Rust Shooting Investigation Turns to Prop Supplier

A new search warrant suggests how the live round that killed cinematographer Halyna Hutchins might have gotten onto the movie set.

A new search warrant from the Santa Fe sheriff’s department focuses on the owner of a prop-supply company as the possible source of the real bullet that led to the fatal shooting on the set of the Western film Rust.

Alec Baldwin, the star and producer of the film, was holding the prop gun when it went off on October 21, killing cinematographer Halyna Hutchins and wounding writer-director Joel Souza. But investigation documents suggest Baldwin was told it was an unarmed “cold gun,” and the focus of the probe has been assistant director Dave Halls, who handed Baldwin the gun and said it was clear, and armorer Hannah Gutierrez-Reed, who prepped the prop that turned out to be loaded with one live round.

The enduring question is: How did that deadly bullet get onto the set of a movie where only fake ammunition should have been present?

A search warrant affidavit filed by the sheriff’s department suggests it may have been introduced through the Albuquerque–based company PDQ Arm & Prop and its proprietor Seth Kenney.

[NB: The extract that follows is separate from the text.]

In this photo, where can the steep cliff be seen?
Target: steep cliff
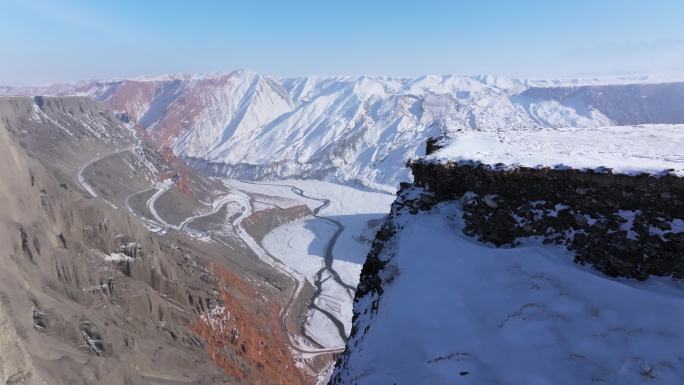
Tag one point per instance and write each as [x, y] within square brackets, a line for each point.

According to the new document, Gutierrez-Reed told investigators that Kenney supplied the ammunition and weapons to the Rust production. (The film’s prop master, Sarah Zachry, said that ammunition came from various other sources as well, including Gutierrez-Reed and another individual identified only as “Billy Ray.”) Roughly a week after the shooting, the document says, Kenney told investigators that “he may know where the live rounds came from. Seth described how a couple of years back he received ‘reloaded ammunition’ from a friend.” 

Reloaded ammunition is a spent brass casing that is recycled—reloaded with powder and attached with a slug projectile—to create another bullet.

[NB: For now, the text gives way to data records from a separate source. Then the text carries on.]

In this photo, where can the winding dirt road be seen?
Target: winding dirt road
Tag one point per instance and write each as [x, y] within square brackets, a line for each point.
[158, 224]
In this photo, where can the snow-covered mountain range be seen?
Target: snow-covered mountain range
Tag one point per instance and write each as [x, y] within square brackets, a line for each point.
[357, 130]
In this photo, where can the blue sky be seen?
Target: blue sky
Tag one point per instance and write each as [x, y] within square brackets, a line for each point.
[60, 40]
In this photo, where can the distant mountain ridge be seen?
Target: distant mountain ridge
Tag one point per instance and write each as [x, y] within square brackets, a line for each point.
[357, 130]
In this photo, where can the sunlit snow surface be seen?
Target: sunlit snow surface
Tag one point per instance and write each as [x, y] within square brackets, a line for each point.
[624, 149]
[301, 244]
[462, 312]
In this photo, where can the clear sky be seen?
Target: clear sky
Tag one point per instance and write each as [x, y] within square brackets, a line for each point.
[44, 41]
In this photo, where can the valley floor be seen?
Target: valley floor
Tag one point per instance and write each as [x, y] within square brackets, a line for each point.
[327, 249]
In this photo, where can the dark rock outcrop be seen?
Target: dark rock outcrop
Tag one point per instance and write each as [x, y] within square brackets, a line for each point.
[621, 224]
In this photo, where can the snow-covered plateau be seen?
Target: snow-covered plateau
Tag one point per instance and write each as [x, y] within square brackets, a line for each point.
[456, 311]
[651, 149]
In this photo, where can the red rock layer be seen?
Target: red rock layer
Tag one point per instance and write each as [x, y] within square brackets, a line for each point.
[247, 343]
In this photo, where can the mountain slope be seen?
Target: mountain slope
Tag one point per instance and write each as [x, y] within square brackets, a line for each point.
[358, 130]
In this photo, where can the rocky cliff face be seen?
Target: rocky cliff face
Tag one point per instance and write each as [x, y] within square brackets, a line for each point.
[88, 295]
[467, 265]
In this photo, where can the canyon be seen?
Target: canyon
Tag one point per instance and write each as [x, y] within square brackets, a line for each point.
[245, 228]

The search warrant affidavit states that Kenney told investigators “the ammunition stuck out to him due to the suspected live round [having] a cartridge with the Starline Brass logo on it.… He described how the company only sells components of ammunition, and not live ammunition, therefore it had to be a reloaded round.”

On November 17, Gutirrez-Reed’s father, Thell Reed, a longtime film armorer himself, told investigators that during live-ammunition training with actors on an earlier film, he brought a canister of real bullets for Kenney to use while they were at a shooting range with the performers. “He said the can still had .45 caliber colt ammunition in it” that was “not factory made.” He said he wanted the bullets back but Kenney kept them.

“Thell stated this ammunition may match the ammunition found on the set of Rust,” the search warrant affidavit said.

The warrant, approved Tuesday by a judge, requested access to Kenney’s company office, but there is not yet any indication what may have been found there. A call placed to Kenney’s company headquarters in Lake Havasu, AZ, was not answered and the voicemail service said it was full.